Mining magnate John Campbell Greenway helped found the city of Ajo and has a major road and high school in Phoenix named after him. His statue, sculpted by the man who designed Mount Rushmore, stands in a section of the U.S. Capitol that honors individuals chosen by their states.
But some Arizona lawmakers say Greenway's statue should be brought home and replaced by one of the late Sen. Barry Goldwater, whom they say would better represent the state in the National Statuary Hall in Washington, D.C.
"No slight on Mr. Greenway, but Barry Goldwater is one of the most recognizable figures in Arizona history," said Rep.
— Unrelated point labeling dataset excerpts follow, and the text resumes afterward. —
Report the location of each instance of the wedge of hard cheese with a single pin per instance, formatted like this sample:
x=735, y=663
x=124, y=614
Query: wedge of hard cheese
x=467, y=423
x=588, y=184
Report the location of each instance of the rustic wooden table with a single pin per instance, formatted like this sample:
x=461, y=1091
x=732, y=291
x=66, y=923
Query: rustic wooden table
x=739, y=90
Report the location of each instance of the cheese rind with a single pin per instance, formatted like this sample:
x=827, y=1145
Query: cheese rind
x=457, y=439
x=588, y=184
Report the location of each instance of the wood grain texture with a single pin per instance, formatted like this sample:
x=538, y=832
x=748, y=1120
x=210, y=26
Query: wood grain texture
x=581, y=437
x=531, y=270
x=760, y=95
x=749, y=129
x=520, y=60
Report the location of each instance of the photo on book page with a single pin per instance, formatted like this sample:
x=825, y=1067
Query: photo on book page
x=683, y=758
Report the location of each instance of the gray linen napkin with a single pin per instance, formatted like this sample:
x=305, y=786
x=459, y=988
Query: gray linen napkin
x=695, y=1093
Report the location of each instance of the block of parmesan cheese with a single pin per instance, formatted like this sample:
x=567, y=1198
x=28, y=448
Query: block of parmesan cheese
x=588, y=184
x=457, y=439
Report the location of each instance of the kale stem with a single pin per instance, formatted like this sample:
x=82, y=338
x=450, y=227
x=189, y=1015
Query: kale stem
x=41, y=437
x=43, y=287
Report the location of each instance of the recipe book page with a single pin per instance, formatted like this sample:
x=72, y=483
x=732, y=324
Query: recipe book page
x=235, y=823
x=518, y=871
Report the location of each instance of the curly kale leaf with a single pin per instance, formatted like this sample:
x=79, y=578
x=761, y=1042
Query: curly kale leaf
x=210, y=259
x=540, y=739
Peter Hershberger, R-Tucson. "Here is an individual who really represents, with his own spirit and personality, the spirit of the West and the spirit of Arizona."
HJR2001 would encourage the Joint Committee on the Library of Congress to approve the switch and return the Greenway statue. It would also ask the Arizona Historical Advisory Commission to cover the costs .
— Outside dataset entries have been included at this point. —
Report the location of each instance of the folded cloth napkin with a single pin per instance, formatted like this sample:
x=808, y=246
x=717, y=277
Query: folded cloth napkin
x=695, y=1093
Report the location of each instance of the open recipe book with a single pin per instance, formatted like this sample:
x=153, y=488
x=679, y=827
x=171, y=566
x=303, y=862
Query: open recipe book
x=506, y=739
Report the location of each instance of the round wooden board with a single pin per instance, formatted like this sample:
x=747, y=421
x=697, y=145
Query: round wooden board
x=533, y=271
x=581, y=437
The House approved the resolution 58-1 on Monday, sending it to the Senate. Rep. Albert Tom, D-Chambers, who cast the lone vote against, didn't immediately return a telephone message.
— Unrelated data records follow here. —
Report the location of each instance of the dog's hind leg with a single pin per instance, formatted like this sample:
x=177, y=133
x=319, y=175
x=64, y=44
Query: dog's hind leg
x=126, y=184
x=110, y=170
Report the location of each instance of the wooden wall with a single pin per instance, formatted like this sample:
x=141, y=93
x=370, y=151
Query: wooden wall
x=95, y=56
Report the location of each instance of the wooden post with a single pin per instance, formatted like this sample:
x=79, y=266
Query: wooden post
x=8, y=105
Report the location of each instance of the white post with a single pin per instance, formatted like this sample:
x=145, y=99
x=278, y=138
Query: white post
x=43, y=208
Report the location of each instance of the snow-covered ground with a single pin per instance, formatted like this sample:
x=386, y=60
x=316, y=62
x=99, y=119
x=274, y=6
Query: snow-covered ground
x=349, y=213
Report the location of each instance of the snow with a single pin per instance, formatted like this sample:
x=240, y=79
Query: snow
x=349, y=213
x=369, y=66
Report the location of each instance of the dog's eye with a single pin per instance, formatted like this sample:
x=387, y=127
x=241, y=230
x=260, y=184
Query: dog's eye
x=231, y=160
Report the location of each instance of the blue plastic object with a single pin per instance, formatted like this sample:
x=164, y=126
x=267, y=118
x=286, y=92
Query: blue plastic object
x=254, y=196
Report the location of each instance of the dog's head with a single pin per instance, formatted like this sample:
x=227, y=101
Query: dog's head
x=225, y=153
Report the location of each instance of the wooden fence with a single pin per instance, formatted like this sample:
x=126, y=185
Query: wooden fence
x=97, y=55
Each state is allowed to donate two statues of bronze or marble of important figures to stand in the hall.
The bronze statue of Greenway, designed by Gutzon Borglum, has stood in the hall since 1930. Arizona's other statue is of Father Eusebio F. Kino, the 17th-century Jesuit missionary.
Hershberger, sponsoring the bill with Reps. Lucy Mason, R-Prescott, and Adam Driggs, R-Phoenix, said that more people would identify with Goldwater.
"My first political experience was with Goldwater for President at age 15," he said.
State historian Marshall Trimble said that while there is nothing wrong with Greenway or Father Kino, he thinks Goldwater and longtime Sen. Carl Hayden should represent Arizona.
"John Greenway is, at best, a questionable pick," Trimble said. "I have never understood either of our statuaries. I have always felt that the statues should be of giants in Arizona history."
Trimble said he doesn't consider Greenway a true Arizonan because he was born elsewhere and came here to do business. He was born in Alabama in 1872 and came to Arizona in 1910. He left the state in 1925 and died in New York a year later.
"He was a mining magnate at a time when mining dominated politics," Trimble said.
The idea of honoring Goldwater over Greenway didn't sit well with H.J. "Hop" David, publisher of the Ajo Copper News, a newspaper Greenway supported while Ajo grew.
"While I admire Barry Goldwater, I'm certainly against this bill," David said. "I feel that this would be a slight towards John Greenway, who was an important part of our history."
Barry Goldwater Jr. said that he didn't think his father would be approve of the change because he was modest.
"I think that it is appropriate that we would revisit the issue, and it's nice that they would consider my father," Goldwater said. "If my father were standing here right now, he would say that there are more deserving people. (Former Arizona congressmen) Morris Udall and John Rhodes come to mind."
Trimble said that Goldwater, who was the Republican nominee for president in 1964 and served five terms in the U.S. Senate, was more than a politician. He was a noted photographer, war hero and explorer, he said.